In [4]:
import torch
from transformers import Trainer, TrainingArguments
from transformers import BartForConditionalGeneration, BartTokenizer
from transformers import AutoModelForSeq2SeqLM, AutoTokenizer
import os
from datasets import load_dataset,load_metric
# from evaluate import load_metric
from sklearn.model_selection import train_test_split

device = 'cuda:0'
import emoji
emoji_list = emoji.EMOJI_DATA.keys()
emoji_descriptions = [emoji.demojize(e, delimiters=("<", ">")) for e in emoji_list]

### Loading the base models from Huggingface


In [6]:
model_name = "facebook/bart-large-cnn"
model = AutoModelForSeq2SeqLM.from_pretrained(model_name).to(device)


Some weights of BartForConditionalGeneration were not initialized from the model checkpoint at facebook/bart-large-cnn and are newly initialized: ['model.shared.weight']
You should probably TRAIN this model on a down-stream task to be able to use it for predictions and inference.


### Updating the tokenizer and resizing model embeddings

In [8]:
tokenizer = AutoTokenizer.from_pretrained(model_name)

new_tokens = ['<file_photo>','<file_picture>','<file_other>','<file_video>','<file_image>','<file_gif>']
new_tokens = new_tokens+emoji_descriptions
tokenizer.add_special_tokens({'additional_special_tokens': new_tokens})
model.resize_token_embeddings(len(tokenizer))

Embedding(54053, 1024)

### Loading the SAMSum dataset

In [2]:
dataset = load_dataset("samsum")

train_data = dataset["train"]
validation_data = dataset["validation"] 
test_data = dataset["test"]

### Tokenizing Function

In [5]:
def tokenize_function(tokenizer,examples):
    input_dialogues = ["Summarize dialogue >>\n " + emoji.demojize(dialogue, delimiters=("<", ">")) for dialogue in examples["dialogue"]]
    inputs = tokenizer(input_dialogues, padding="max_length", truncation=True, max_length=1000)
    targets = tokenizer(examples["summary"], padding="max_length", truncation=True, max_length=100)
    return {"input_ids": inputs["input_ids"], "attention_mask": inputs["attention_mask"], "labels": targets["input_ids"]}


In [6]:
train_data_tokenized = train_data.map(lambda examples: tokenize_function(tokenizer, examples), batched=True)
validation_data_tokenized = validation_data.map(lambda examples: tokenize_function(tokenizer, examples), batched=True)
test_data_tokenized = test_data.map(lambda examples: tokenize_function(tokenizer, examples), batched=True)

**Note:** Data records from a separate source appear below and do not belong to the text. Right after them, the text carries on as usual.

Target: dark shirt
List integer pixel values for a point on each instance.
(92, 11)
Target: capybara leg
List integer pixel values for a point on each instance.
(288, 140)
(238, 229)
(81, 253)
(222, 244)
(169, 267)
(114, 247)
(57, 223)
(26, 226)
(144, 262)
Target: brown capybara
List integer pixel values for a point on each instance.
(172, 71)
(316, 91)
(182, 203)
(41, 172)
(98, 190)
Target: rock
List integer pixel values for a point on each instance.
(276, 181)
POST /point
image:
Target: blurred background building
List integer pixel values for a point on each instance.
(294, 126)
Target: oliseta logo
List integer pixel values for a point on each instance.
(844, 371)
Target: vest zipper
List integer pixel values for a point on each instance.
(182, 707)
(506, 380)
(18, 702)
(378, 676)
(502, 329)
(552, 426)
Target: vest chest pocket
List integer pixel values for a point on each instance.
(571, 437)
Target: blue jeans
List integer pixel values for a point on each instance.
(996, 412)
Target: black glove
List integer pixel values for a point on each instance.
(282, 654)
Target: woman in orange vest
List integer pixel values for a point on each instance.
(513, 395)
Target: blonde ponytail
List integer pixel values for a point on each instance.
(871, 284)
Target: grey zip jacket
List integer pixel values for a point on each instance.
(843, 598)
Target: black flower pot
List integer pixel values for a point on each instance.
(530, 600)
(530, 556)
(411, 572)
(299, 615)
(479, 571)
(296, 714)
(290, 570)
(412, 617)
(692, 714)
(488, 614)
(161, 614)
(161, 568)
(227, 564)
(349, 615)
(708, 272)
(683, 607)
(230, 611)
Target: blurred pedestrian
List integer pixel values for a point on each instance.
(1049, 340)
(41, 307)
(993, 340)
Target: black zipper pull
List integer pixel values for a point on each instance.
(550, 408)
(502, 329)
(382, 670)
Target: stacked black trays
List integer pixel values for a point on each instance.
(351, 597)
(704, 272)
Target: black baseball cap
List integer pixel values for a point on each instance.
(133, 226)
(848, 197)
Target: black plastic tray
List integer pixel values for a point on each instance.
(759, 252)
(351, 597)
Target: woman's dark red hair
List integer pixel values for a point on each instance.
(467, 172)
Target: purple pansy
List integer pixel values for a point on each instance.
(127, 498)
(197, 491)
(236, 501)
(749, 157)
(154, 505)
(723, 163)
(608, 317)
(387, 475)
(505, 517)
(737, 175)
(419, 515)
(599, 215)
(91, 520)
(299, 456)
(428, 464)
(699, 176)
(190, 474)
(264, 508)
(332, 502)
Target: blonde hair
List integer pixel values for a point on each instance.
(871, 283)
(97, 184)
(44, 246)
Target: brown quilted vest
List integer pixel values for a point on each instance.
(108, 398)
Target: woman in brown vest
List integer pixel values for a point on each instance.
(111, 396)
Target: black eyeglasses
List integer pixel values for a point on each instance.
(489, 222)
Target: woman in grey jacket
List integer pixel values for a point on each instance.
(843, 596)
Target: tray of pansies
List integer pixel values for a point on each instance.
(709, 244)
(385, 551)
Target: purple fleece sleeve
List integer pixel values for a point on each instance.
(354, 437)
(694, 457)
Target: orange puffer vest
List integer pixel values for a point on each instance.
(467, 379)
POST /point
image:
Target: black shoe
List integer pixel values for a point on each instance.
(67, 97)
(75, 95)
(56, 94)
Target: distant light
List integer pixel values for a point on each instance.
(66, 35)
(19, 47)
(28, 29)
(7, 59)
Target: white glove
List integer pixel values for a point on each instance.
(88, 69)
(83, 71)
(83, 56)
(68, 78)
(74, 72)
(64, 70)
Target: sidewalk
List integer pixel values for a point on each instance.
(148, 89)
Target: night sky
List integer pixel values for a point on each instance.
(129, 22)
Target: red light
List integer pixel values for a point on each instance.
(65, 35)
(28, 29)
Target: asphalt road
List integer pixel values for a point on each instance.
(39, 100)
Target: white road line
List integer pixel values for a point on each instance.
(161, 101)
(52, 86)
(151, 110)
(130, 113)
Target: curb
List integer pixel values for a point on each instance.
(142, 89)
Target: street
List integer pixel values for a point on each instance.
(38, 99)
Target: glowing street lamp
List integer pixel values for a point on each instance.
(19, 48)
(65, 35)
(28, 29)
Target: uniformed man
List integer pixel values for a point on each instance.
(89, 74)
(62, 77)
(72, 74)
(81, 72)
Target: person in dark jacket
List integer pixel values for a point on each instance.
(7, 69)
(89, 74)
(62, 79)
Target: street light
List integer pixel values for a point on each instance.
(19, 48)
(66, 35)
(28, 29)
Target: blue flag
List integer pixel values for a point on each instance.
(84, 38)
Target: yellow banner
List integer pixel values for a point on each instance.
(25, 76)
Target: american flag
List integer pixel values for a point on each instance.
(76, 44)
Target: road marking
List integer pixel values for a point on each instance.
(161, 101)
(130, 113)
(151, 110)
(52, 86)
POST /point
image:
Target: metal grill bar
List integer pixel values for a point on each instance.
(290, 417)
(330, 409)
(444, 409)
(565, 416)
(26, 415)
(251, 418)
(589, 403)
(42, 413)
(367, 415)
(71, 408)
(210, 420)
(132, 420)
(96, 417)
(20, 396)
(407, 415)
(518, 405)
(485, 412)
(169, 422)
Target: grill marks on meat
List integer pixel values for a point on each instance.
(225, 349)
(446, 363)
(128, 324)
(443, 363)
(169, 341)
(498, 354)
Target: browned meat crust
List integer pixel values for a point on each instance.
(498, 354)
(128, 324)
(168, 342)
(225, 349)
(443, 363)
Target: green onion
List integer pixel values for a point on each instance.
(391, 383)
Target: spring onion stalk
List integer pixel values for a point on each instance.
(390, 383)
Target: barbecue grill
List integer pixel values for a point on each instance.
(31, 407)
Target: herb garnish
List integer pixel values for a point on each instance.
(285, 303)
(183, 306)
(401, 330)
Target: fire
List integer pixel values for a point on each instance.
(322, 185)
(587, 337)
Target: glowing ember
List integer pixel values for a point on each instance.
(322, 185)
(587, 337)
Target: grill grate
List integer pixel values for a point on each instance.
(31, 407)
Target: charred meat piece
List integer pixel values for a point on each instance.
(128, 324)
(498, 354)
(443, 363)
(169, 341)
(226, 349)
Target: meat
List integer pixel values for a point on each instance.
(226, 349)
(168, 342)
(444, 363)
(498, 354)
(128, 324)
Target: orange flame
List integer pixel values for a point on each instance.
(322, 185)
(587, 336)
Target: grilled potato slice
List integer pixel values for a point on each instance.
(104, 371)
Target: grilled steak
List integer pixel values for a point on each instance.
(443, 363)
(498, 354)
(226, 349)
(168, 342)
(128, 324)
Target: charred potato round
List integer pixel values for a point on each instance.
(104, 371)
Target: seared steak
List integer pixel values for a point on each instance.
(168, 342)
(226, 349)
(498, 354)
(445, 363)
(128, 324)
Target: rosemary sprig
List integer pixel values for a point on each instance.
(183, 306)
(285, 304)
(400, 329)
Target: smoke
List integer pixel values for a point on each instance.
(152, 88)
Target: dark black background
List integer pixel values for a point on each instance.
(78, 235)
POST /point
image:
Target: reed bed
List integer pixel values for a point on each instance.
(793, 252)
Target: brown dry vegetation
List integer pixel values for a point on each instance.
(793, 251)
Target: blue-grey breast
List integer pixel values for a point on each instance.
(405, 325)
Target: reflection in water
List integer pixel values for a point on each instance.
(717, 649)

### Sample summarization code

In [None]:
def summarize(tokenizer,model,text):
#     print(f"Summarize dialogue >>\n {emoji.demojize(text, delimiters=('<', '>'))}")
    inputs = tokenizer(f"Summarize dialogue >>\n {text}", return_tensors="pt", max_length=1000, truncation=True, padding="max_length").to(device)
    
    # Generate summary
    summary_ids = model.generate(inputs.input_ids, num_beams=4, max_length=100, early_stopping=True)
    # Decode the summary
    summary = [tokenizer.decode(g, skip_special_tokens=True, clean_up_tokenization_spaces=False) for g in summary_ids]
    
    return summary[0]

### Model - BART

In [8]:
trainable_params = sum(p.numel() for p in model.parameters() if p.requires_grad)
print("Trainable parameters:", trainable_params)        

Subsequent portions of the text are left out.